JPMorgan maintained its “weak” rating (reduction in portfolio investment) for Robinhood stock, adhering to its $35 price target.
The leading online brokerage practice is vulnerable, JPMorgan analyst Kenneth Worthington said in a note Friday. The analyst pointed to weak Dogecoin volumes as the main reason for this opinion. Worthington remains bearish on Robinhood as retail interest for Dogecoin is low.
As is known, the meme cryptocurrency accounted for 62% of the firm’s crypto-related revenue in Q2. Worthington noted that unlike crypto-focused trading platforms, Robinhood did not register an increase in trading volumes this October:
“3. Quarterly volumes remained strong, slowing significantly from Q2 levels.”
Dogecoin has outperformed its rival, the Shiba Inu, with only a modest 15% gain this month. Yesterday, Robinhood CEO Vladimir Tenev eluded a question about whether SHIB should be listed on the platform amid widespread speculation on social media.
In late September, Worthington added that the company’s shares could experience significant selling pressure after the December 1 lockdown period expires.
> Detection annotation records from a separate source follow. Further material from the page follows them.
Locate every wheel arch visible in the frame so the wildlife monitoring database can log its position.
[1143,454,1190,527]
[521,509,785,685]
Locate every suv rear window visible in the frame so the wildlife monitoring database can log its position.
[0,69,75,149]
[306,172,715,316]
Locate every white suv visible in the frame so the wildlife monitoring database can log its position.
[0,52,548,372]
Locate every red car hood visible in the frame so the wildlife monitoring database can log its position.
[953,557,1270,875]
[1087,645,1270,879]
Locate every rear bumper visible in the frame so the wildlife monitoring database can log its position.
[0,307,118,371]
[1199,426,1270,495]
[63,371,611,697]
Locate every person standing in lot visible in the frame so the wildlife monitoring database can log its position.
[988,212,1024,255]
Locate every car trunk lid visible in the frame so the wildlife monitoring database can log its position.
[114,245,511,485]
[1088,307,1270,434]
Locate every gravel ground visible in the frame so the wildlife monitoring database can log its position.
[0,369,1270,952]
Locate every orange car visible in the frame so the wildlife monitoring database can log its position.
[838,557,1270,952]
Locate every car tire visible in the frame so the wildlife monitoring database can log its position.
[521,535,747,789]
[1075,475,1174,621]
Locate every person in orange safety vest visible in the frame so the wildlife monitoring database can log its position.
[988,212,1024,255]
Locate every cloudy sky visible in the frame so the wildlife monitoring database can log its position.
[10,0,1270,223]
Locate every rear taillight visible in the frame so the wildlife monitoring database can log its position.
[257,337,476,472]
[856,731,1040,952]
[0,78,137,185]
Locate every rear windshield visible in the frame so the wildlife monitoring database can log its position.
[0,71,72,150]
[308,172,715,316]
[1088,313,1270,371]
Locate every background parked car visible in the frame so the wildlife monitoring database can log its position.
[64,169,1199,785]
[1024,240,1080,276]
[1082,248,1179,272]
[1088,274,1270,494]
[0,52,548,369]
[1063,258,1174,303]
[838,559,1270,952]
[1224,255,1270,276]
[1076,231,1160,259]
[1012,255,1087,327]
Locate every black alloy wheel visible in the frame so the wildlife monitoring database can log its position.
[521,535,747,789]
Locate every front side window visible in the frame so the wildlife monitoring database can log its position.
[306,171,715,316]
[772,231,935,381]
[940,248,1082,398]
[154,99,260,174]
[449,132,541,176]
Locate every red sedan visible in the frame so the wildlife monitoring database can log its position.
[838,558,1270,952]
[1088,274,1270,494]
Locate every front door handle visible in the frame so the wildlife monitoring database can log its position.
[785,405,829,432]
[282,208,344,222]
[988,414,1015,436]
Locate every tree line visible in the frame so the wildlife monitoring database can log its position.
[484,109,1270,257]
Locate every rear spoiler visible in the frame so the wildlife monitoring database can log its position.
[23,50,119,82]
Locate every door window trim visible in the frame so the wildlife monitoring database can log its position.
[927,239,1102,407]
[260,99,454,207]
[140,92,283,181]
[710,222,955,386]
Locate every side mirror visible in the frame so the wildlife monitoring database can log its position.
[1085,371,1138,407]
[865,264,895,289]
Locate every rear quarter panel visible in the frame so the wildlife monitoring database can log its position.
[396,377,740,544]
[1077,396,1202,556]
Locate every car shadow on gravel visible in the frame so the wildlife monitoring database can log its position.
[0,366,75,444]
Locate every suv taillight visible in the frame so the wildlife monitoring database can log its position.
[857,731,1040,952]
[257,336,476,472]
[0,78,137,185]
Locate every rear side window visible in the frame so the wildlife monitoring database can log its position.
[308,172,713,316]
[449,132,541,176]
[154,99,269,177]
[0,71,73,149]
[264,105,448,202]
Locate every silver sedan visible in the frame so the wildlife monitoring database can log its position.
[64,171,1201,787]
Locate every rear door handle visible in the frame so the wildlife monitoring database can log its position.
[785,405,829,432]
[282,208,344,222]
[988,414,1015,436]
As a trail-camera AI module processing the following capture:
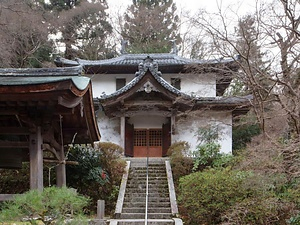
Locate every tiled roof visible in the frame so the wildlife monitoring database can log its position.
[100,57,189,100]
[55,53,239,66]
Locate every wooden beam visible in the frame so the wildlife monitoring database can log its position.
[0,127,29,135]
[44,158,79,166]
[0,194,20,202]
[0,141,29,149]
[29,127,43,191]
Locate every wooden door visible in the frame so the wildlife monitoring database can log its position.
[162,120,171,156]
[125,122,134,157]
[133,129,162,157]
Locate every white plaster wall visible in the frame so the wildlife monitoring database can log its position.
[97,112,122,146]
[163,74,216,97]
[89,71,216,98]
[172,111,232,153]
[85,74,135,98]
[128,115,167,129]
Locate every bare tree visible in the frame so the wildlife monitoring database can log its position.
[192,0,300,179]
[0,0,52,67]
[121,0,181,53]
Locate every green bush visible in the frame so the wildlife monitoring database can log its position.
[178,169,250,225]
[0,187,89,225]
[0,163,30,194]
[193,125,225,172]
[232,124,261,151]
[167,141,193,185]
[67,142,126,214]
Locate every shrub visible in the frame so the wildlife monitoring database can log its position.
[232,121,261,151]
[178,169,249,225]
[167,141,193,185]
[67,142,126,214]
[0,163,30,194]
[193,126,221,171]
[0,187,89,225]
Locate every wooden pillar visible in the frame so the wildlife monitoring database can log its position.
[120,116,125,149]
[56,146,67,187]
[29,127,43,191]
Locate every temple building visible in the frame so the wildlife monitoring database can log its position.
[55,53,251,157]
[0,66,100,197]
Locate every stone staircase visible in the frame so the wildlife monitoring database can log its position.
[110,158,182,225]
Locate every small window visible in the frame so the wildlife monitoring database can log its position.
[171,78,181,90]
[116,78,126,90]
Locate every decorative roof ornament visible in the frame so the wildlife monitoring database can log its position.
[137,81,159,94]
[170,40,178,55]
[121,39,128,54]
[135,56,161,76]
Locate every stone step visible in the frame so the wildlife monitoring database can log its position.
[122,207,171,213]
[125,192,169,198]
[126,187,169,195]
[123,202,171,208]
[120,213,172,219]
[110,219,175,225]
[126,182,168,189]
[128,175,167,181]
[124,197,170,202]
[126,180,168,187]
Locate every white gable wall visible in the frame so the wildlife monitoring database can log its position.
[172,111,232,153]
[89,74,216,98]
[97,112,123,147]
[89,74,135,98]
[163,74,216,97]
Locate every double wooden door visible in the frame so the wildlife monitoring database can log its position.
[133,129,162,157]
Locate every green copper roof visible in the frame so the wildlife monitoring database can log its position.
[0,66,90,90]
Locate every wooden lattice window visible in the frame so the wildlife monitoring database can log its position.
[134,129,162,146]
[134,130,147,146]
[149,130,162,146]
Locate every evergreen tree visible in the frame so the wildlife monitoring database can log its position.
[121,0,181,53]
[40,0,114,60]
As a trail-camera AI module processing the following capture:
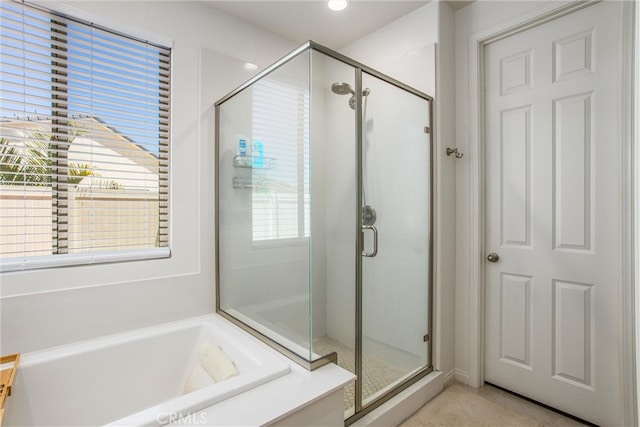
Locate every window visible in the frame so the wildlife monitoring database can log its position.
[0,2,170,271]
[251,79,310,242]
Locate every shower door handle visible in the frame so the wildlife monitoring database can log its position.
[362,225,378,258]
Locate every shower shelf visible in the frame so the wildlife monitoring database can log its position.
[233,155,276,169]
More than half a million shares will be unlocked on that day.
Finally, Robinhood is expected to announce its 3rd quarter earnings on October 26.
Disclaimer: What is written here is not investment advice. Cryptocurrency investments are high-risk investments. Every investment decision is under the individual’s own responsibility. Finally, Koinfinans and the author of this content cannot be held responsible for personal investment decisions.